From farms, to treating municipal wastewater
Two U of M studies receive federal funding
On May 3, the Honourable Kirsty Duncan, Minister of Science and Sport, announced over $44 million in funding to Canadian researchers finding solutions to problems in fields such as environmental and agricultural science, information and communications technologies, mining and energy, and advanced manufacturing.
Two University of Manitoba researchers received support from the Strategic Partnership Grants program, funded by the Natural Sciences and Engineering Research Council of Canada: Animal science professor Emma McGeough, and civil engineer Jan Oleszkiewicz.
“I congratulate Drs. McGeough and Oleszkiewicz on their success in receiving these funds,” said Dr. Digvir Jayas, vice-president (research and international) and Distinguished Professor at the U of M. “These projects connect Canada’s brightest researchers with industry, government and other partners to transform fundamental science into tangible benefits for Canadians.”
Emma McGeough (animal science) and Doug Cattani (plant science) will receive $806,945 for the project “Perennial forage grains for fall grazing of beef cattle.”
Extending the grazing season by maintaining cattle on pasture in late fall/winter has been adopted by many Prairie beef producers, as it significantly reduces labour and feed costs compared to feeding in confinement. A dual-purpose forage (within a single growing season) can enhance sustainable crop/livestock intensification and offer beef producers an alternative option to help cope with the challenges that arise from conventional annual and perennial forages, such as lower feed quality and the need for synthetic fertilizer inputs for late fall/early winter cattle grazing.

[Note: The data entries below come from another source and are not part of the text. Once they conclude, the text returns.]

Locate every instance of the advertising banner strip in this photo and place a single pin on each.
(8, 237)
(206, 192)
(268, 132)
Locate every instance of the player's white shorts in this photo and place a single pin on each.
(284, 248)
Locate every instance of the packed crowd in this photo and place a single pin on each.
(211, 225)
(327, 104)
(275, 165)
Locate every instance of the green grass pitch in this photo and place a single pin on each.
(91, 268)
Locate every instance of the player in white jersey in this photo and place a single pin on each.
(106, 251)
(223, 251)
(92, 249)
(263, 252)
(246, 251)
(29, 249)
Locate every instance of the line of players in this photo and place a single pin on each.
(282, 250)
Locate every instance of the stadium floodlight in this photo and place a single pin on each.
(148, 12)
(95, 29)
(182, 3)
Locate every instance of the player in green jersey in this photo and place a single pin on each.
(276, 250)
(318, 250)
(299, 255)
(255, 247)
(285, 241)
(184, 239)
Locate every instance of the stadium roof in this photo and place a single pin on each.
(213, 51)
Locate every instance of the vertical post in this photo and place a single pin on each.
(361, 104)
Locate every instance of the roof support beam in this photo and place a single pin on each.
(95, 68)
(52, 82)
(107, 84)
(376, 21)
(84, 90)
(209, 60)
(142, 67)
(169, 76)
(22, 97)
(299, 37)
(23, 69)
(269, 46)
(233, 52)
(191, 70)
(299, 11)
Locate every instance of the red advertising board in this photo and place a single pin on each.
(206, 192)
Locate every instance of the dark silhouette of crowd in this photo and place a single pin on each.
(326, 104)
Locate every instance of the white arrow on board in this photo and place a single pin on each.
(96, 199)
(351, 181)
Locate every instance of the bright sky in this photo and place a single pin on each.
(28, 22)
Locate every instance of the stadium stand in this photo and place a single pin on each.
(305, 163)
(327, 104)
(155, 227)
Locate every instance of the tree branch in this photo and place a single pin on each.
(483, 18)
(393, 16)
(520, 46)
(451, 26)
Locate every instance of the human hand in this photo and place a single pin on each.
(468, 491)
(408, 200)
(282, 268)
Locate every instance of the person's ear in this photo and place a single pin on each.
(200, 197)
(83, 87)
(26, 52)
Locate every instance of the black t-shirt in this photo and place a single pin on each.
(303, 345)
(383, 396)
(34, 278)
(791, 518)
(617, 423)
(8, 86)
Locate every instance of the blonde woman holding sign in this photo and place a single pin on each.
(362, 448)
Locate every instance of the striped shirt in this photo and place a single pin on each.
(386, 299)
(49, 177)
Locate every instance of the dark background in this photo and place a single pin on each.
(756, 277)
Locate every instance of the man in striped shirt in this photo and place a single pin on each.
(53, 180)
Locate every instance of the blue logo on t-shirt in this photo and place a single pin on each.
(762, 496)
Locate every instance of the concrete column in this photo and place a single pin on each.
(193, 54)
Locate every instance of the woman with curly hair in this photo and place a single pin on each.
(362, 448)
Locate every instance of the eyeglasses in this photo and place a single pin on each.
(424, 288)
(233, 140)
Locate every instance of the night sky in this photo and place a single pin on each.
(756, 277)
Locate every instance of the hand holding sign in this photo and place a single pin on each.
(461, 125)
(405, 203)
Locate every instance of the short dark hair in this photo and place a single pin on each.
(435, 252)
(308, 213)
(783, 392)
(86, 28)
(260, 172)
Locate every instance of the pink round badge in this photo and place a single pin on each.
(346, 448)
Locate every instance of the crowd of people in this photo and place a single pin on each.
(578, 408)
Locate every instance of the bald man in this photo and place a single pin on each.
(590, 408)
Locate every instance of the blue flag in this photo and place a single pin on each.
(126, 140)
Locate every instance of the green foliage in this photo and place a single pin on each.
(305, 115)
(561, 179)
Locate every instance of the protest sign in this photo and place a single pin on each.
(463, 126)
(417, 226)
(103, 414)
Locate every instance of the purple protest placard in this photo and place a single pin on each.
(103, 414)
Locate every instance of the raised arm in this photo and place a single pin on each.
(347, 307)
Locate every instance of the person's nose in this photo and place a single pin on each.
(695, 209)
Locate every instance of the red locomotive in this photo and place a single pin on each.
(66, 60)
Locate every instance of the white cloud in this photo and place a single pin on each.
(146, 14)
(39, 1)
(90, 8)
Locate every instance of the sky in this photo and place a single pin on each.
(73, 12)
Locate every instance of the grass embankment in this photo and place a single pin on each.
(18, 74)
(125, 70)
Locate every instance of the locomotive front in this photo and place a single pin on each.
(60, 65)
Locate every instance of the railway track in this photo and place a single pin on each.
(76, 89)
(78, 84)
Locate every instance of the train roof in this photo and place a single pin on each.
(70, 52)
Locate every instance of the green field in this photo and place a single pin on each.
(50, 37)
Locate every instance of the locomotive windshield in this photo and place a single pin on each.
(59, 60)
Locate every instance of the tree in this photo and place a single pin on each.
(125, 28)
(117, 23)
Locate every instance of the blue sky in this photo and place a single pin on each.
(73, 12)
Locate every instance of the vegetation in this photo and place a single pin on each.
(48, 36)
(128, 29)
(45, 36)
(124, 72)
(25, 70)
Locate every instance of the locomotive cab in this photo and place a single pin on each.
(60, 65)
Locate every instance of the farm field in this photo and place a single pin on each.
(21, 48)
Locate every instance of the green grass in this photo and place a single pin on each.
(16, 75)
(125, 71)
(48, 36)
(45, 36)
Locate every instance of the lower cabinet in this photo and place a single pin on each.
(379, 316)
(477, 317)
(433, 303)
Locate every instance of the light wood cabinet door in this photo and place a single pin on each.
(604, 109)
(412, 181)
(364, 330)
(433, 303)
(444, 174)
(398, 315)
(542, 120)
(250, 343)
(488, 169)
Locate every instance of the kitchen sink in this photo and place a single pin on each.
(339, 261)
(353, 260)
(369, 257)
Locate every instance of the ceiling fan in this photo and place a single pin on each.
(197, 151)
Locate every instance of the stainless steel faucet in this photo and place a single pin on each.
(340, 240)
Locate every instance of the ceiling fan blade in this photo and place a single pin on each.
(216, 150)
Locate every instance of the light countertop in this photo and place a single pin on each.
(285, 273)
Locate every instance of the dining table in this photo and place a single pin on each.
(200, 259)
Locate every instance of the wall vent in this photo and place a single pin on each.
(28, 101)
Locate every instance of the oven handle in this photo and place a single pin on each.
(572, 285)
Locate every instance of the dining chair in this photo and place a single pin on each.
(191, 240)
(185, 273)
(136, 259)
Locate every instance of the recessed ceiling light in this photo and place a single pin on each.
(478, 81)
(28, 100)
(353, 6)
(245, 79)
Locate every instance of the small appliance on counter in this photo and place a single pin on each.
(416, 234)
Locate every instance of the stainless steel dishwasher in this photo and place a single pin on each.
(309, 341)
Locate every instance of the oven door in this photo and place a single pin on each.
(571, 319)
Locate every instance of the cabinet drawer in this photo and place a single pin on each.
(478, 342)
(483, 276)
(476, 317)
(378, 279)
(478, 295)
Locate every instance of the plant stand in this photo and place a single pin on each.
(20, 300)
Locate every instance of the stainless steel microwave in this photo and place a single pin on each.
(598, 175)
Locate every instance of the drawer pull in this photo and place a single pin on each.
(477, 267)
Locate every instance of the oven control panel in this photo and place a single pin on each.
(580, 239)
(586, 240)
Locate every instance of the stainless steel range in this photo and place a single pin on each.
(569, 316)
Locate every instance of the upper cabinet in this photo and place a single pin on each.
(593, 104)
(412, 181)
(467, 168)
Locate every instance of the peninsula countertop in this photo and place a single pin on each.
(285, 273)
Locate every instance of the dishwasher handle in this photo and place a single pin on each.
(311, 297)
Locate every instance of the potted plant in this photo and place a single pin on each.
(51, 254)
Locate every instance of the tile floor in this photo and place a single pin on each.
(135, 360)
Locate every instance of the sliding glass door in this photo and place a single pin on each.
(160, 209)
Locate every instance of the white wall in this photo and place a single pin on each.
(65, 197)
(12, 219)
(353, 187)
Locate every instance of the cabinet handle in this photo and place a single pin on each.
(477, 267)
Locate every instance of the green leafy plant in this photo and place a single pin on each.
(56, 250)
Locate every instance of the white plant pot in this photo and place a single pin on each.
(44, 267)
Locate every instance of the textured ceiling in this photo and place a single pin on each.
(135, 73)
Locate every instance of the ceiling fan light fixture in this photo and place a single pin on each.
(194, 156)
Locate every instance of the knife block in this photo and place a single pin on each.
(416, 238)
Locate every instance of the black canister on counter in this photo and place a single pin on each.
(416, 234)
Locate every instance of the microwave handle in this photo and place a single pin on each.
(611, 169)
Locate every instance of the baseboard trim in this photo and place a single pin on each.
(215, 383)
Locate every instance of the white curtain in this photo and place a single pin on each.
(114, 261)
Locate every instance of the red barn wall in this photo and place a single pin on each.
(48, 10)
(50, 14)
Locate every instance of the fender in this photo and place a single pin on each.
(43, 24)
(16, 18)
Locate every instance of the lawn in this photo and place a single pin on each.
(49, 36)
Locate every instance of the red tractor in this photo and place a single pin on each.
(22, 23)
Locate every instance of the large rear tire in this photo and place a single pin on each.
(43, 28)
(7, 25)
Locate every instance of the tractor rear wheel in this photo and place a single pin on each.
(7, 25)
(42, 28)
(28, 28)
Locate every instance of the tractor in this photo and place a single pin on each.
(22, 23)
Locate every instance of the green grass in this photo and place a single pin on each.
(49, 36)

Through a multidisciplinary, collaborative effort, McGeough and Cattani’s project will evaluate the perennial grain intermediate wheatgrass as a dual-purpose crop to provide both a cash food grain crop and high-quality forage regrowth for grazing cattle into the late fall and early winter. During this time of year the quality of the typically offered stockpiled forages (i.e. forages left standing from an early season harvest or grazing event) is generally low. This project will encompass assessments of agronomic and cattle performance, grain and forage quality, environmental sustainability indicators such as enteric methane emissions, nitrogen and carbon cycling, ecosystem services in terms of songbird and nesting waterfowl habitat, greenhouse gas footprinting, as well as the economic potential of the intermediate wheatgrass as a novel food and feed crop.

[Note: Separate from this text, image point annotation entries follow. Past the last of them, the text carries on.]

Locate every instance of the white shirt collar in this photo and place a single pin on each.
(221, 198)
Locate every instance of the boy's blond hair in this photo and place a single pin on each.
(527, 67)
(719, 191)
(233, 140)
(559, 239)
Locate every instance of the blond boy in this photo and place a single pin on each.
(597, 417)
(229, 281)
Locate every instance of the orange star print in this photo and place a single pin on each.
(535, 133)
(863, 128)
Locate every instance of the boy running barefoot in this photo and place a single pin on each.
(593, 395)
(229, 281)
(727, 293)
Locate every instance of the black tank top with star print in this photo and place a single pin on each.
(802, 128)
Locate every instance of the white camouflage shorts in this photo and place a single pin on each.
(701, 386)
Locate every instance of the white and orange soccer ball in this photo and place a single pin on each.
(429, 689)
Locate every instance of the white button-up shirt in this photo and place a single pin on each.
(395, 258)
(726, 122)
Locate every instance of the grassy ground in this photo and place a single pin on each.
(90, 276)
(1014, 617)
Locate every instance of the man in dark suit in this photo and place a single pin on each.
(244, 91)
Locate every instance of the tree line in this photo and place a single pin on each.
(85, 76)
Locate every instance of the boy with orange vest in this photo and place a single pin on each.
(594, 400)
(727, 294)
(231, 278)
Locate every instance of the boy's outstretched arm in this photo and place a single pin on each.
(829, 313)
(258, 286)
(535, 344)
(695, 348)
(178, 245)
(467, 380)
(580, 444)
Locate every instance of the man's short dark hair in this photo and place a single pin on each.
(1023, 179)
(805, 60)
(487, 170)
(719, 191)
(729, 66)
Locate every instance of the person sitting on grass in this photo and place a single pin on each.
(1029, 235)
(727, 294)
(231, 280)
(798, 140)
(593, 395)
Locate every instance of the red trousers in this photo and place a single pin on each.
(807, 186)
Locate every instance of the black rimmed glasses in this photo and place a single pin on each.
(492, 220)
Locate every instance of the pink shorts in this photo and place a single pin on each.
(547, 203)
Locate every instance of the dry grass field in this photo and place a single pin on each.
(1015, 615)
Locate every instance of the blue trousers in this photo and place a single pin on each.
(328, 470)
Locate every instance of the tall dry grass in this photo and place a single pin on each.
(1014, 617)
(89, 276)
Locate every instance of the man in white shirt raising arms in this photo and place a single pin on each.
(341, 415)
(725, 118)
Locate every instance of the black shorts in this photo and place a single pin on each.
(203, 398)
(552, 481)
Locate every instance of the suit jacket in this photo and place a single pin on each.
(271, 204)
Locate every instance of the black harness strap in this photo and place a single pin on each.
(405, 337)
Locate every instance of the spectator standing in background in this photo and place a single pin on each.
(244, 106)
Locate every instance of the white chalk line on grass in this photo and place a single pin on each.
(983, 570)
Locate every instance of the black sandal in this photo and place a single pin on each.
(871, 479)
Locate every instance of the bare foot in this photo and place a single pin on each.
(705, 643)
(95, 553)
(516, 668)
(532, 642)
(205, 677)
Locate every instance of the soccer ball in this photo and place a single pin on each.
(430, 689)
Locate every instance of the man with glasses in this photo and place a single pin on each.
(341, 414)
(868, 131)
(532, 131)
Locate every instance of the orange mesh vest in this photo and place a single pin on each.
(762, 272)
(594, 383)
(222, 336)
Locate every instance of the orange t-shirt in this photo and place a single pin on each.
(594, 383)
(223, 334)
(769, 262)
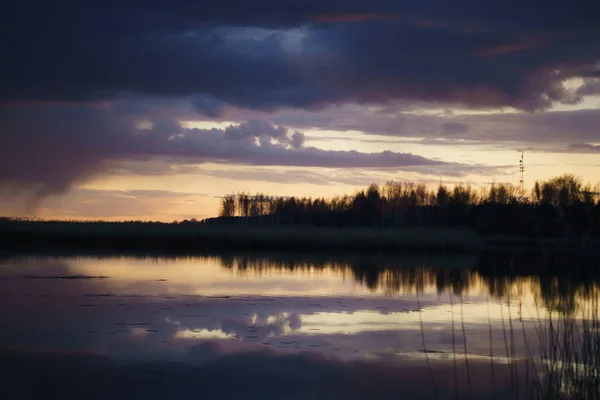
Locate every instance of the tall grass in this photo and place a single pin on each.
(117, 236)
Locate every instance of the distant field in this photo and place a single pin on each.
(201, 237)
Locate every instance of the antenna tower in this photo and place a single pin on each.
(522, 175)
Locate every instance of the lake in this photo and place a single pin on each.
(284, 327)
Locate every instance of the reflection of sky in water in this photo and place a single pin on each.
(201, 309)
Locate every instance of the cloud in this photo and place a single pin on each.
(561, 127)
(307, 54)
(46, 149)
(580, 148)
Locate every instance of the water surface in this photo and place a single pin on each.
(415, 326)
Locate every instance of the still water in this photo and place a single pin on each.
(275, 327)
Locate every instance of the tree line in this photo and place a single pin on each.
(559, 206)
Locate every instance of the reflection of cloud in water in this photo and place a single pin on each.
(214, 372)
(151, 311)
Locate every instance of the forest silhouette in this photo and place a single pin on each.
(559, 207)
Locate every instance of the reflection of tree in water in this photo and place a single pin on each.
(558, 289)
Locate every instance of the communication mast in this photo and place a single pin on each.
(522, 175)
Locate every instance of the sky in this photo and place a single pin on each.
(154, 110)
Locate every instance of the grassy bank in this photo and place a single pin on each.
(119, 236)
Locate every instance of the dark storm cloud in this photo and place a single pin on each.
(269, 53)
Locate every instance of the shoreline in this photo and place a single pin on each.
(180, 238)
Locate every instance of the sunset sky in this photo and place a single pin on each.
(148, 109)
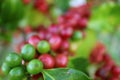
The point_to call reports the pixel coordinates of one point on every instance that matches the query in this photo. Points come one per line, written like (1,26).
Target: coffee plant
(59,40)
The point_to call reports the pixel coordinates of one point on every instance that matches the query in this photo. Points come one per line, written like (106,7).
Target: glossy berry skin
(55,42)
(116,71)
(77,35)
(16,73)
(26,1)
(43,46)
(82,23)
(19,46)
(5,68)
(67,32)
(13,60)
(35,66)
(65,45)
(34,40)
(47,60)
(97,53)
(28,52)
(61,60)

Jan Oleszkiewicz (civil engineering) will receive $357,995 for his project “Aerobic granular sludge in continuous flow reactor configuration.”
At issue: Canada’s wastewater treatment plants are mandated by federal and provincial regulations to upgrade to full removal of organics and fertilizing nutrients which lead to deterioration of rivers and lakes. A traditional upgrade of such plants would require significant increase of land (often not available) and capital costs; they also carry burdensome operating costs, which could be overwhelming for a city such as Winnipeg. Thus, Oleszkiewicz will explore how he can develop the new and highly effective technology of aerobic granular sludge (AGS).
All wastewater treatment plants use bacteria, which feed on waste and eventually settle to the bottom of a vessel, allowing clean water to continue along the pipeline. AGS continues this tradition, and is remarkably fast at latching on to waste and then settling quickly on the bottom. It is currently used only in batch systems where large reservoirs of dirty water are left alone while the bacteria feast (which takes only four hours to complete). But these systems are not suitable to upgrade plants in most Canadian cities, which, like the plants in Winnipeg, employ a “continuous flow system.” These use bacteria that look and act like cotton in water, so they are slow to settle, meaning clean water is slower to come by. AGS has yet to be shown to work in a continuous flow system, but Oleszkiewicz is hoping to find a way because AGS affords many advantages: it requires less space, less money and energy, and offers twice the cleaning power in half the time as our current system.